In neither of these cases was it reasonable to assume or even suspect that the crimes alleged to have been committed by the president would continue under Gerald Ford or Al Gore. But what if it is not only shown and/or reasonably suspected that the president, the vice president, and many other members of his administration are compromised by a foreign power but that also the president and vice president’s election was secured with the assistance of that same foreign power through either or both of psyops (e.g., Internet trolling, Wikileaks’ release of HRC-related emails) or direct manipulation of voting results in certain districts (allegations of which are thus far unproven as far as I know)? If a foreign government’s active measures helped to throw an election in favor of a candidate who has financial and political ties with that same foreign government and whose associates and appointees have similar ties with that same foreign government, and especially if that government has leverage over those same people such that their actions and decisions can be guided and constrained by that government, then the entire White House all the way down to Executive Branch appointees and Judicial Branch appointees, can in my view be considered illegitimate.

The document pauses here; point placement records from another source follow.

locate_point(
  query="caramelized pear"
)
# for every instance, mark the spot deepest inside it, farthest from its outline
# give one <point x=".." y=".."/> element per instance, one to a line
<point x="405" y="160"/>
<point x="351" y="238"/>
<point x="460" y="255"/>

What then? This is where the “Takei Solution” breaks down; the Constitution doesn’t offer a remedy for this. A conspiracy that compromises the entire Executive Branch is simply out of scope. But it doesn’t have to remain so.
I therefore suggest that the Congress take up drafting a new Constitutional Amendment (the XXVIIIth) to accomplish the following if invoked by Congress (I am only roughly fleshing this out and I’m not saying that these ideas don’t have major flaws):
- Appoint a chartered Provisional Executive (PE) with a Chair whose powers are roughly equivalent to that of the president. The PE’s primary mission is continuity of operations and has a time-limited term (I’d suggest two years) in which to complete its charter, but once its charter is completed it will dissolve even if its term isn’t up.
- The Cabinet will be discharged, basically resetting things to the point where they would be at the beginning of a new president’s term. Non-political appointees within the Cabinet-level agencies would assume the title of Acting Secretaries.
- Judicial seats appointed by the deposed president would be vacated, to include any on the Supreme Court, and all of that president’s not-yet-seated nominees will be disqualified.
- The PE will mount a new presidential election using the already-specified calendar dates but in the next practically-achievable year. There will have to be time for a proper campaign and even for potential candidates to “test the waters” before committing to run. If we wind up with our elections on odd-numbered years for the foreseeable future, so be it; that’s nothing compared to having a Provisional Executive hold power for a year or more longer than it absolutely has to.
For the composition of the PE I might suggest that representatives and senators nominate member from their own houses, with special elections to be held to replace them in Congress.
I believe that adding this Amendment would avoid the potential spectacle of Congress trying to accomplish the same effect — badly — by first impeaching the president, the vice president, the president pro tempore of the Senate, etc., etc. until it is thought that the president eventually arrived at is sufficiently uncompromised to remain in the office. It would give Americans and the rest of the world confidence now and for evermore that if the United States’ leadership is badly compromised by an external power, it isn’t a constitutional crisis and that in fact, the Constitution is built to handle this kind of stressor. Without such a mechanism, there’s going to be a natural tendency for Congress to do nothing in such an eventuality because serial use of the impeachment remedy looks ridiculous.